About tools
Tools are the foundation of AgentLink.
They represent the actions from your SaaS product that AI agents can discover and use through your MCP server.
Once your APIs are imported into AgentLink, each endpoint becomes a Tool that can be safely executed by AI platforms like ChatGPT, Claude, Gemini, or custom MCP agents — with full security, access control, and monitoring.
What is a tool?
A Tool is a structured definition of an operation your product exposes via API.
It includes everything the AI agent needs to understand how to use it:
| Field | Description |
|---|---|
| Name | The unique name of the tool (e.g., create_expense_report). |
| Description | Human-readable summary explaining what the tool does. |
| Input schema | Defines the expected parameters or request body. |
| Output schema | Describes the response format. |
| Auth type | Specifies whether the tool requires authentication or is public. |
AI agents use these structured definitions to automatically understand how to call your APIs and interpret responses.
How tools work
When an AI platform connects to your MCP server:
- It discovers all available tools defined under your application.
- It reads their schemas and descriptions to understand how to use them.
- When the user asks for an action (e.g., “Create an expense report for $500”), the agent selects the right tool, fills in parameters, and executes it through the MCP gateway.
- AgentLink enforces authentication, access control, and policies before forwarding the request to your actual API.
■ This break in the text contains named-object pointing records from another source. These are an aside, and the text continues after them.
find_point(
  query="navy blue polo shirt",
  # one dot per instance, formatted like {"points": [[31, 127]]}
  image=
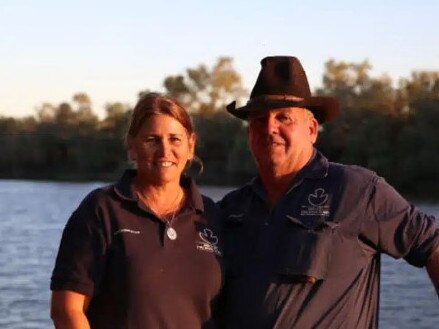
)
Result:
{"points": [[116, 250], [330, 229]]}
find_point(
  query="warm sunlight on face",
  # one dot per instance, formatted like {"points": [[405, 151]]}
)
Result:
{"points": [[282, 140], [161, 150]]}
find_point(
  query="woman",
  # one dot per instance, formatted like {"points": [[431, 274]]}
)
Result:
{"points": [[144, 252]]}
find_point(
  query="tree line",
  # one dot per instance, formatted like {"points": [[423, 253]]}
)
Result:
{"points": [[387, 126]]}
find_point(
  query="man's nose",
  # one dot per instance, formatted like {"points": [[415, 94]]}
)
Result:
{"points": [[271, 124]]}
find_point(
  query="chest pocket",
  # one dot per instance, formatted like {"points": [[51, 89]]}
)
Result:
{"points": [[304, 249]]}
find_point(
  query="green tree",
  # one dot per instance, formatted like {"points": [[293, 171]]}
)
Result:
{"points": [[206, 90]]}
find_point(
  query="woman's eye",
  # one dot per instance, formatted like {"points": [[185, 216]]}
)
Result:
{"points": [[175, 139], [150, 139]]}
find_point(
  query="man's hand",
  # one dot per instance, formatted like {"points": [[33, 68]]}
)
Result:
{"points": [[433, 269]]}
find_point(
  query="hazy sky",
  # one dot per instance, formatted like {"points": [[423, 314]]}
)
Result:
{"points": [[50, 50]]}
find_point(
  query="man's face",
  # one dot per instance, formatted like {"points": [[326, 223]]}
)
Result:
{"points": [[281, 140]]}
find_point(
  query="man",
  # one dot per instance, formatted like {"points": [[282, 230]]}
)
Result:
{"points": [[303, 239]]}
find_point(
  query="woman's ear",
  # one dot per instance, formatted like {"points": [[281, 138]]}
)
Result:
{"points": [[192, 141], [130, 150]]}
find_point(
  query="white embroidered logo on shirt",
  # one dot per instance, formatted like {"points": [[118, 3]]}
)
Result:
{"points": [[317, 204], [125, 230], [209, 242]]}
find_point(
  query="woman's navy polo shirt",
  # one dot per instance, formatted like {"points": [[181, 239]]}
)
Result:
{"points": [[116, 250]]}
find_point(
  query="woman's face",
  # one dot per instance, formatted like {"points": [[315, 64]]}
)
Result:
{"points": [[161, 149]]}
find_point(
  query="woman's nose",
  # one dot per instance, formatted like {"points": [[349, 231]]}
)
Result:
{"points": [[163, 147]]}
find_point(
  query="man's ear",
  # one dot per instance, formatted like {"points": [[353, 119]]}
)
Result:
{"points": [[313, 129]]}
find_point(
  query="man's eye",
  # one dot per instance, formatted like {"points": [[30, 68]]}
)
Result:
{"points": [[284, 118]]}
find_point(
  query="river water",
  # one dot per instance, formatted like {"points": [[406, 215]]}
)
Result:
{"points": [[33, 214]]}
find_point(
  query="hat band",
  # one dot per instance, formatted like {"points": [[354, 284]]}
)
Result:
{"points": [[278, 98]]}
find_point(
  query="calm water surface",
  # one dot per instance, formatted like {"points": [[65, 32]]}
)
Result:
{"points": [[33, 214]]}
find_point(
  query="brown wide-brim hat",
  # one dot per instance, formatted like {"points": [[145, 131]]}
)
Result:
{"points": [[282, 83]]}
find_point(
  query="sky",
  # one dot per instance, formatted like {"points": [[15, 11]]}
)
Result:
{"points": [[111, 50]]}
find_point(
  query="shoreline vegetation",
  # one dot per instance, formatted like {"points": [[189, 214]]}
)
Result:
{"points": [[391, 130]]}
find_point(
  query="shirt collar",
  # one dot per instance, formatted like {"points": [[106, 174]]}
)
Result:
{"points": [[124, 188]]}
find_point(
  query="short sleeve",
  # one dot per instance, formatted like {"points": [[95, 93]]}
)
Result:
{"points": [[80, 261], [402, 230]]}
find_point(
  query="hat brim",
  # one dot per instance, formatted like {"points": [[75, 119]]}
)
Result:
{"points": [[324, 108]]}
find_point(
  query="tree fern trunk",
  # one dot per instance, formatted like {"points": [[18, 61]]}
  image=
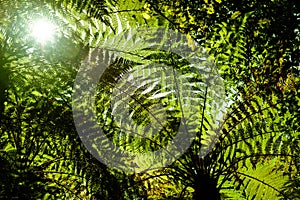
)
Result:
{"points": [[206, 188]]}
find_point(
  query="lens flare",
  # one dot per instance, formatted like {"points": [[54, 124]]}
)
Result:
{"points": [[43, 30]]}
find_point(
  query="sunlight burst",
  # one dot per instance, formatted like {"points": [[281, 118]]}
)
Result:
{"points": [[43, 30]]}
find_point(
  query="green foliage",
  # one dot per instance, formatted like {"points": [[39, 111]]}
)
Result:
{"points": [[255, 46]]}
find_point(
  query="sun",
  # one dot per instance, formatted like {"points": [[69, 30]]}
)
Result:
{"points": [[43, 30]]}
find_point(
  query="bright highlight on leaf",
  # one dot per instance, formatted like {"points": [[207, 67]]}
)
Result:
{"points": [[43, 30]]}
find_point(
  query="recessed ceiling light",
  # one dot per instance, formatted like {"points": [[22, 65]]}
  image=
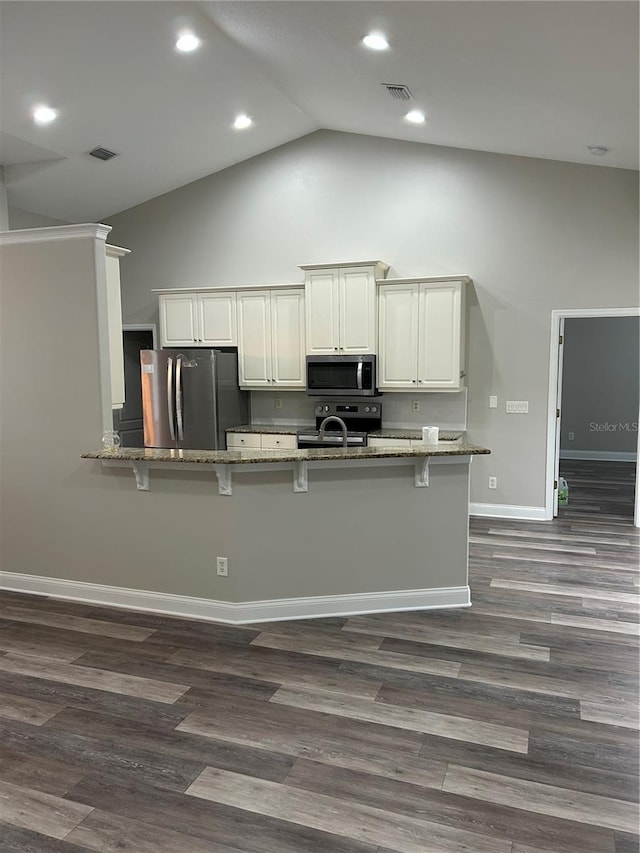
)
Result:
{"points": [[375, 41], [187, 42], [242, 121], [44, 115], [415, 117]]}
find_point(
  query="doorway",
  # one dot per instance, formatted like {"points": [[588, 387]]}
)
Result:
{"points": [[128, 420], [595, 417]]}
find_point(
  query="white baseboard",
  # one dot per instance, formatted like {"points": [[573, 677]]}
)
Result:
{"points": [[524, 513], [270, 610], [600, 455]]}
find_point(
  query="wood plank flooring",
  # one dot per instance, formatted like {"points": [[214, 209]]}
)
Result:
{"points": [[509, 727]]}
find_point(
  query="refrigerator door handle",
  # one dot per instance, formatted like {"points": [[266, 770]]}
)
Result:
{"points": [[172, 431], [179, 417]]}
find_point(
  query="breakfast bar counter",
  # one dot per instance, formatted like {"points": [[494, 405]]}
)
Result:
{"points": [[319, 532]]}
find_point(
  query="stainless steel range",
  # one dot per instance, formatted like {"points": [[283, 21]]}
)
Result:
{"points": [[341, 424]]}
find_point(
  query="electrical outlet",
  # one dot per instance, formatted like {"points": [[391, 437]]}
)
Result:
{"points": [[517, 407]]}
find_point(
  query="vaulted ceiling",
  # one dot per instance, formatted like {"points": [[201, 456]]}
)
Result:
{"points": [[538, 79]]}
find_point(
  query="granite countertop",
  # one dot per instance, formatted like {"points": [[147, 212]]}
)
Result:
{"points": [[416, 434], [249, 456], [445, 435]]}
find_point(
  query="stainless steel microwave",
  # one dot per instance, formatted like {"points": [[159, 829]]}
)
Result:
{"points": [[341, 375]]}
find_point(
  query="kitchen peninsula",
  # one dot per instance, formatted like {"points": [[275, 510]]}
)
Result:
{"points": [[327, 531]]}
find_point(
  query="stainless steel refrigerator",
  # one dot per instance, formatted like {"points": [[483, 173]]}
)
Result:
{"points": [[190, 397]]}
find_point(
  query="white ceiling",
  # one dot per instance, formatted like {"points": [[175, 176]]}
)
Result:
{"points": [[540, 79]]}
Every tool execution is audited and monitored, giving you full visibility into who did what, when, and through which platform.
Tool examples
| Example | Description |
|---|---|
create_expense_report | Creates a new expense report for a given employee. |
get_customer_profile | Fetches the profile details of a customer. |
update_invoice_status | Updates the payment status of an invoice. |
search_orders | Retrieves a list of customer orders with filters. |
Tools can represent REST endpoints, GraphQL queries, or mutations — AgentLink supports both formats out of the box.
Tool security
Every tool is governed by AgentLink's security model:
- Access Control (RBAC / ABAC) – restrict tool visibility and usage based on user roles or JWT claims.
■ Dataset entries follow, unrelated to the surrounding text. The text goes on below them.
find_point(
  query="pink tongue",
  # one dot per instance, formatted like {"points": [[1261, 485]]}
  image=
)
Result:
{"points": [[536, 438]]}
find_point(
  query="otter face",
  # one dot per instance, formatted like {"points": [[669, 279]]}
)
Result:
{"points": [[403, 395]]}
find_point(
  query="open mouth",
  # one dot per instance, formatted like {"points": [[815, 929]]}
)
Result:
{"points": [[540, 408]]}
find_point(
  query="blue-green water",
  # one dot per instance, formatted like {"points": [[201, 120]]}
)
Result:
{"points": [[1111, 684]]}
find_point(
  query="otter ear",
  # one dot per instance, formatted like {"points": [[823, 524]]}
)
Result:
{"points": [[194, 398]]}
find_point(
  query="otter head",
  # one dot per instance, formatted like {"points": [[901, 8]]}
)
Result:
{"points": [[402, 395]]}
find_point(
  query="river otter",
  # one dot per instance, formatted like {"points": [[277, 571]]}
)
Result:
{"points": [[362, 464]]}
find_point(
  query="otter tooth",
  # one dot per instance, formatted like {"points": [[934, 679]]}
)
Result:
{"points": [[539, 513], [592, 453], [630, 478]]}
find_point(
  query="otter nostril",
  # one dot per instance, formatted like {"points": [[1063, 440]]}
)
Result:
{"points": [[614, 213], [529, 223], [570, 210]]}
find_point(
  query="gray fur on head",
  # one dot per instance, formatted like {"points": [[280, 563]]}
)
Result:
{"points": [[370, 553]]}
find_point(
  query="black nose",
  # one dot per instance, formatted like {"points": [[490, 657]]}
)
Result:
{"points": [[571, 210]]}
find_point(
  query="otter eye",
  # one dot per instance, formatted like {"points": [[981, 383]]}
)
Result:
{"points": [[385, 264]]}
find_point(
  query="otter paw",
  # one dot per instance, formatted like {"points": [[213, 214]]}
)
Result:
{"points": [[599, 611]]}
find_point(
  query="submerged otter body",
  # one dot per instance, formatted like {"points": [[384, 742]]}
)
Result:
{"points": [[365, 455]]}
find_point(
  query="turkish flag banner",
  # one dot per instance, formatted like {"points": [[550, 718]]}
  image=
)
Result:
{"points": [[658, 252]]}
- Policies and Guardrails – enforce conditions (e.g., approval required for high-value actions).
- Data Protection – mask or redact sensitive information in tool inputs and outputs.
- Monitoring and Auditing – record every tool execution for accountability and compliance.
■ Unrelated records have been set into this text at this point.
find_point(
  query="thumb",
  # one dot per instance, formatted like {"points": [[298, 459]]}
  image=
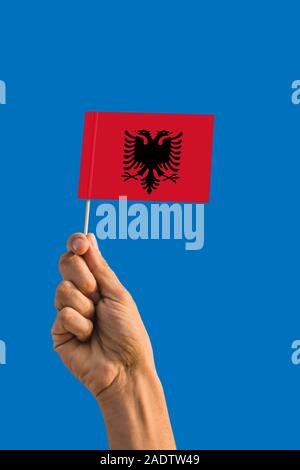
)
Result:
{"points": [[108, 282]]}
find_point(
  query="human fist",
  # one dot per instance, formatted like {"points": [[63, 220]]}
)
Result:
{"points": [[98, 331]]}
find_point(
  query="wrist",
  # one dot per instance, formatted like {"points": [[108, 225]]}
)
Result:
{"points": [[135, 412]]}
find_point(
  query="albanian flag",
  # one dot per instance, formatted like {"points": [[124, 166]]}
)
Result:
{"points": [[149, 157]]}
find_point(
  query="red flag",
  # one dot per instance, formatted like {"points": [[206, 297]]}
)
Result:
{"points": [[149, 157]]}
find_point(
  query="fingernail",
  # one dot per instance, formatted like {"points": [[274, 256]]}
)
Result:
{"points": [[76, 244], [94, 241]]}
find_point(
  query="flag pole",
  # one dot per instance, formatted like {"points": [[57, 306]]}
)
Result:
{"points": [[87, 216]]}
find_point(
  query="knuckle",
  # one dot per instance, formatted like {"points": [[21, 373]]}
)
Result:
{"points": [[64, 288], [123, 294], [64, 260], [66, 315], [88, 286]]}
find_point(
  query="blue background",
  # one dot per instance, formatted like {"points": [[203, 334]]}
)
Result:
{"points": [[221, 319]]}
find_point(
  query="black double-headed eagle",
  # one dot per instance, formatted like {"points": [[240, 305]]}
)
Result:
{"points": [[151, 160]]}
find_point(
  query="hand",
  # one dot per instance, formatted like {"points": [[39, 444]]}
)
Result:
{"points": [[100, 337], [98, 331]]}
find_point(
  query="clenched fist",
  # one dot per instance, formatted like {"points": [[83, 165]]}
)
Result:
{"points": [[100, 337]]}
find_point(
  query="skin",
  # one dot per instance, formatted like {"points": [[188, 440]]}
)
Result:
{"points": [[100, 337]]}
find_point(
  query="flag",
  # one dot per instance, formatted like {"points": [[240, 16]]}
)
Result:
{"points": [[144, 156]]}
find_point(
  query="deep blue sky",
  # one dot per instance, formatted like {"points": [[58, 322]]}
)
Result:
{"points": [[222, 319]]}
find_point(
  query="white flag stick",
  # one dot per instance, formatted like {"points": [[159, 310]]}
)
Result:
{"points": [[87, 216]]}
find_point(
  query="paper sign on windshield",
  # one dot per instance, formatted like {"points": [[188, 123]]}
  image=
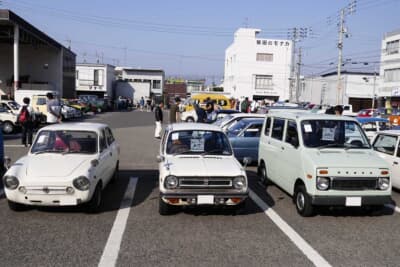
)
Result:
{"points": [[197, 145], [328, 134]]}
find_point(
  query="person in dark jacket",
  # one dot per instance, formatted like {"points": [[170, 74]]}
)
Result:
{"points": [[159, 120]]}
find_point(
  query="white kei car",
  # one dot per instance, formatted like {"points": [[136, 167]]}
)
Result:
{"points": [[197, 167], [68, 164]]}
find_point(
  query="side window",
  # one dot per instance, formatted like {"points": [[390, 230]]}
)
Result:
{"points": [[267, 126], [109, 136], [291, 134], [277, 128], [385, 144], [103, 143], [253, 130]]}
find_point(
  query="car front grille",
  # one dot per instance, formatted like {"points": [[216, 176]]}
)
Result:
{"points": [[354, 184], [205, 182]]}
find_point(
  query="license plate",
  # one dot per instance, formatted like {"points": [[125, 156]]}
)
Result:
{"points": [[353, 201], [205, 199]]}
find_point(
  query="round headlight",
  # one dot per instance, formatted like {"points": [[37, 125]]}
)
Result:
{"points": [[383, 183], [81, 183], [323, 183], [171, 182], [10, 182], [239, 182]]}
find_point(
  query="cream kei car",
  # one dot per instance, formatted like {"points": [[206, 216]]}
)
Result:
{"points": [[197, 167], [68, 164], [322, 160]]}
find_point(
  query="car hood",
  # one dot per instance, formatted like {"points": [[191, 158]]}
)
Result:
{"points": [[203, 166], [357, 158], [54, 165]]}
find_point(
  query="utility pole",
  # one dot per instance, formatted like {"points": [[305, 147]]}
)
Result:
{"points": [[350, 9], [298, 76]]}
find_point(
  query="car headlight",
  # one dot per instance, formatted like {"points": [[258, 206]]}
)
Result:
{"points": [[383, 183], [323, 183], [171, 182], [81, 183], [10, 182], [239, 182]]}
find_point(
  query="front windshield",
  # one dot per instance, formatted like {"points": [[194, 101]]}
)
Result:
{"points": [[333, 133], [198, 142], [83, 142], [14, 105], [222, 120]]}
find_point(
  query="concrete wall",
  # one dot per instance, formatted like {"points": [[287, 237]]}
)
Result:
{"points": [[241, 66], [32, 63]]}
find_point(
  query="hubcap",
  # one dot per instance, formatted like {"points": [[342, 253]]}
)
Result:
{"points": [[300, 201]]}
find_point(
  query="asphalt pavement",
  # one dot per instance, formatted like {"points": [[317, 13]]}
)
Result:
{"points": [[129, 231]]}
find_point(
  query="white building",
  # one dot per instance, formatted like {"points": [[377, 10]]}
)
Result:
{"points": [[257, 68], [389, 90], [96, 79], [358, 89]]}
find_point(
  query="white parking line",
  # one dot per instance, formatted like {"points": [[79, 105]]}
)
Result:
{"points": [[393, 207], [310, 252], [111, 250]]}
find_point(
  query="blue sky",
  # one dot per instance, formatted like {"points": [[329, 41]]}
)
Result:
{"points": [[189, 38]]}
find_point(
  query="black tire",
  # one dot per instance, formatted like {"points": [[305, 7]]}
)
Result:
{"points": [[8, 127], [16, 206], [264, 176], [115, 174], [93, 206], [166, 209], [302, 201]]}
This ensures AI agents only perform actions that are safe and authorized.
Tool lifecycle
| Stage | Description |
|---|---|
| Imported | Added automatically when you upload your OpenAPI or GraphQL schema. |
| Enabled | Tool is active and available to AI agents. |
| Disabled | Tool remains defined but cannot be executed. |
| Edited | You can change metadata such as name, description, or visibility. |
| Deleted | Tool is permanently removed from your MCP server. |
You can manage tools at any time from the Tools screen in the AgentLink dashboard.
Tool analytics
Each tool includes usage analytics visible from the dashboard:
- Number of executions over time
- Most active AI platforms
- Success and failure rates
- Policy enforcement metrics
These insights help you identify which APIs are most valuable to your AI-integrated customers.
Best practices
- Give each tool a clear, descriptive name — AI agents rely on it to infer usage.
- Include rich descriptions so agents understand context (avoid vague verbs like “process” or “handle”).
- Disable unused or deprecated tools to reduce noise and improve clarity for AI agents.
- Review tool analytics regularly to identify high-value or underutilized features.